Provision of depreciation is an accounting method that is used in most countries to deal with the fact that most forms of physical capital (e.g. machines, computers, robots) decline in value over time. It allows businesses to include depreciation as an "expense" that businesses incur, which affects how their profits are reported and taxed.
Without provision of depreciation, balance sheets would overestimate the value of a company, because they would essentially be assuming that everything the company owns is worth as much as it was when they bought it. They would also make even a good investment look like a bad idea, as the profits of the company would fall every time you buy a new asset.
On an accounting statement, provision of depreciation is generally recorded in two ways:
Depreciation Expense, where the loss in value of an asset that occurred during this accounting period is simply recorded as an expense, as if it were literally money that had to be paid out this accounting period.

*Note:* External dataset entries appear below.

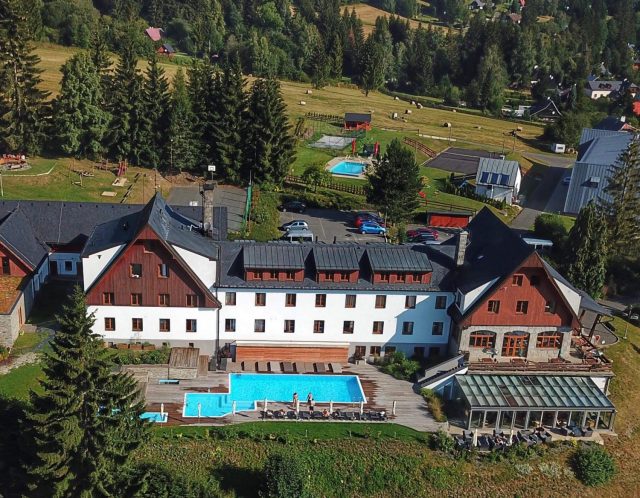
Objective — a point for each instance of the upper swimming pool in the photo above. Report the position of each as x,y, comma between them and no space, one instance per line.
246,389
350,168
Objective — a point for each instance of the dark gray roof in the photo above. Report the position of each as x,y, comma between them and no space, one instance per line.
18,236
336,258
283,256
398,258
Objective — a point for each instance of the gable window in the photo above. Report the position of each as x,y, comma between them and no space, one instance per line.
321,300
163,271
135,270
493,306
378,328
107,298
290,300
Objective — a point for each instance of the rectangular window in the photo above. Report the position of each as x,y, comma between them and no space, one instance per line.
493,306
437,328
163,271
107,298
135,270
290,300
350,301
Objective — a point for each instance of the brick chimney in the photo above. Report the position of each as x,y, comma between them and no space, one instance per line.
461,247
207,207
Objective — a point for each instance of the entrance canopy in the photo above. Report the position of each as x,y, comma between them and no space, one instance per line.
528,392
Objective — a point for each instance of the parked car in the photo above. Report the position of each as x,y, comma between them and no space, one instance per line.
372,228
417,231
293,206
295,225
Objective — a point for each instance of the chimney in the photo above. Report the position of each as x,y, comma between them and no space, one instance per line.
461,247
207,207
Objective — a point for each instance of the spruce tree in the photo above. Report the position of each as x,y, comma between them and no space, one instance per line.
155,95
394,183
586,250
80,121
22,103
269,149
86,422
621,202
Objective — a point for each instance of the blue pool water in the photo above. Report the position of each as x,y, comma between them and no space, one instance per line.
247,389
351,168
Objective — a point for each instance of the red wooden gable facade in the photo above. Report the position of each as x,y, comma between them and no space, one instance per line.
149,273
528,298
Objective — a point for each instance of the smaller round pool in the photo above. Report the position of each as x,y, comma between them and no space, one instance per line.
350,168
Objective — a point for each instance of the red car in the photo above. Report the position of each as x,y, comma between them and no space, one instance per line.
417,231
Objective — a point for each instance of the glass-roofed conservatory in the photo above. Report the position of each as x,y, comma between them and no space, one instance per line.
528,401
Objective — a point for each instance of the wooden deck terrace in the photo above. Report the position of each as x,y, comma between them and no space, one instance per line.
380,390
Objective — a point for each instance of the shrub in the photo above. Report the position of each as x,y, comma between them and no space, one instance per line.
283,478
593,465
435,404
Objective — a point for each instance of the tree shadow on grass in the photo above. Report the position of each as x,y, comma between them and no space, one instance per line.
244,482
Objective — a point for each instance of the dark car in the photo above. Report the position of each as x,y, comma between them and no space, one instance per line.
293,206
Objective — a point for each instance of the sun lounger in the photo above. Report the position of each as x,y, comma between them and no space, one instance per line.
335,367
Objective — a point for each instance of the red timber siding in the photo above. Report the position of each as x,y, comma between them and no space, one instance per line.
16,267
329,276
150,285
284,353
536,296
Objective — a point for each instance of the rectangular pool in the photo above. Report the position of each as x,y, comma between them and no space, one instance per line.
247,389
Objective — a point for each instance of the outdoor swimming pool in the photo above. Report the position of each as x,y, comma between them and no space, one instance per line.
350,168
247,389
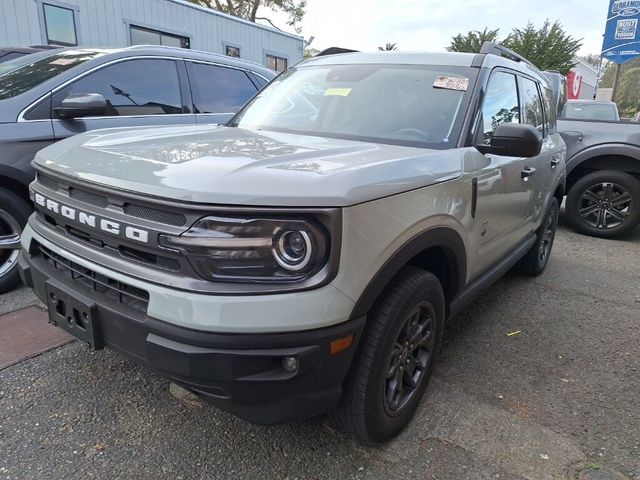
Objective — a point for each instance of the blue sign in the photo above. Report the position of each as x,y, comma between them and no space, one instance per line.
622,35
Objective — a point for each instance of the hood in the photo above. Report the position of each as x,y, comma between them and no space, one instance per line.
232,166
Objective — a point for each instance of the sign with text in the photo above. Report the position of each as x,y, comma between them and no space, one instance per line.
622,35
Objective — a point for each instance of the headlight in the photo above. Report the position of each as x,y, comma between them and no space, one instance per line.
256,250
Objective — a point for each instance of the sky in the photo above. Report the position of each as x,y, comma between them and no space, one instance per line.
428,25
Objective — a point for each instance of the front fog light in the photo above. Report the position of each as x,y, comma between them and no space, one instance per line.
293,250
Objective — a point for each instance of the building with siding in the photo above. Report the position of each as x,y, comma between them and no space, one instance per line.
121,23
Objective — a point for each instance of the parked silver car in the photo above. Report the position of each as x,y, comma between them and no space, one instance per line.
305,257
51,95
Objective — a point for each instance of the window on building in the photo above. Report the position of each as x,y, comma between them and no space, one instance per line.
532,104
60,25
219,89
500,104
278,64
127,89
230,51
147,36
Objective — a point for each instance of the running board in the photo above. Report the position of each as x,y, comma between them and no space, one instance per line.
491,276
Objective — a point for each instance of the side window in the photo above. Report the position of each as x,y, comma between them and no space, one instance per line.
500,104
132,87
219,89
532,105
550,111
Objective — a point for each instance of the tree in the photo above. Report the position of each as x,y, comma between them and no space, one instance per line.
472,41
388,47
548,48
248,9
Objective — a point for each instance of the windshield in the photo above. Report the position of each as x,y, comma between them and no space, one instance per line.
398,104
590,111
22,74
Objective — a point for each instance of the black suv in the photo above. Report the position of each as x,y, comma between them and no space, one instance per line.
51,95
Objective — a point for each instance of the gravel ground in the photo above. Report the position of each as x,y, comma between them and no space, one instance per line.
563,393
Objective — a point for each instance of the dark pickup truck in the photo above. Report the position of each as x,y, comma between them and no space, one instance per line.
603,176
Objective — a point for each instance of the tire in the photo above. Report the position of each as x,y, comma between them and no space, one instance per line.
605,203
369,410
535,260
14,212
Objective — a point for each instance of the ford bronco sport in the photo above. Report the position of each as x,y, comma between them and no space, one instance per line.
306,256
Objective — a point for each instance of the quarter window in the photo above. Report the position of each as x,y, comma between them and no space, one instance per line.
60,25
127,89
278,64
230,51
532,105
550,111
500,104
219,89
147,36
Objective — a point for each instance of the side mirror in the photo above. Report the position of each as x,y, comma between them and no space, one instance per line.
82,105
514,140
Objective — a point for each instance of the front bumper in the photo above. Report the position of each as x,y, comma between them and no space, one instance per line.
240,372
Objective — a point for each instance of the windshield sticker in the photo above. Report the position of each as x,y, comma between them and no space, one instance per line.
452,83
63,61
337,92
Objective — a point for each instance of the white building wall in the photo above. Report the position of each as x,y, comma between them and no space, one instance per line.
105,23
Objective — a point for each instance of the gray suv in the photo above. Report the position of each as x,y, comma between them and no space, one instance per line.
51,95
307,256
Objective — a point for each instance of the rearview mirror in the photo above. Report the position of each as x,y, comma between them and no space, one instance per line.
514,140
82,105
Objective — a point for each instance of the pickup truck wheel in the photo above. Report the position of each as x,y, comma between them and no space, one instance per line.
14,212
536,259
395,358
605,203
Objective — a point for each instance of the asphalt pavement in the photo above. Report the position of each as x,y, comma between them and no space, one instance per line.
561,395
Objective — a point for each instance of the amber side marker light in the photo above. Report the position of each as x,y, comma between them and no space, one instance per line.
341,344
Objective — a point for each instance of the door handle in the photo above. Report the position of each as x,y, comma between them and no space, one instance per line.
527,172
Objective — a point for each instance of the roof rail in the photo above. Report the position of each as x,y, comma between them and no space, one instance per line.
333,51
492,48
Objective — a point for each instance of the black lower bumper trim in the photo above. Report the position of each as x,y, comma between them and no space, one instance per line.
241,373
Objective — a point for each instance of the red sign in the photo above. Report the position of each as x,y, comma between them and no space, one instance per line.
574,85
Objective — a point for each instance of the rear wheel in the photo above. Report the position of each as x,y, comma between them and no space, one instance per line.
14,212
395,359
605,203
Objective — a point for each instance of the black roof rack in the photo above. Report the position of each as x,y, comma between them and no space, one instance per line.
334,50
492,48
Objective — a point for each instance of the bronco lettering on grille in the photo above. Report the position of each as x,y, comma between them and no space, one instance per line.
91,220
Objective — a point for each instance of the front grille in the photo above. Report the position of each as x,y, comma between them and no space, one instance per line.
121,292
88,197
155,215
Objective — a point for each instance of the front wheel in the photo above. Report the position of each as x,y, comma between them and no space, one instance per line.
605,203
395,359
14,212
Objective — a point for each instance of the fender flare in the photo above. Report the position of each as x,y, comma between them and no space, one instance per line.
443,237
603,150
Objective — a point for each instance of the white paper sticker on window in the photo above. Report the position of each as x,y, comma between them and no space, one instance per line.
452,83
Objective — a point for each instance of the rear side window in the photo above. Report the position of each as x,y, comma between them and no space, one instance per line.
500,104
532,105
132,87
219,89
550,111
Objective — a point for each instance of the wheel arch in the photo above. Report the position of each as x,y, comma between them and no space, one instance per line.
625,158
438,250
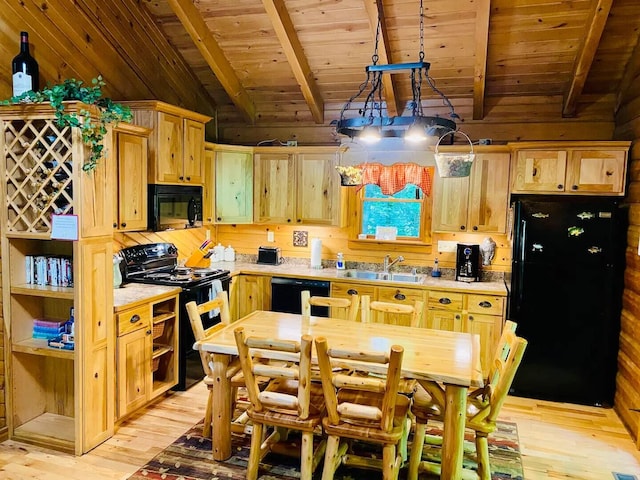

But we also want to keep track of the current value of the asset, which brings us to the other part, Accumulated Depreciation. The accumulated depreciation is the total lost value of the asset over the whole time it has been owned.
So for example if you buy a $10,000 asset and depreciate it linearly over 5 years, you record a depreciation expense of $2000 each year, but the accumulated depreciation is $2000, then $4000, then $6000, then $8,000, and finally $10,000, at which point you stop adding depreciation expense.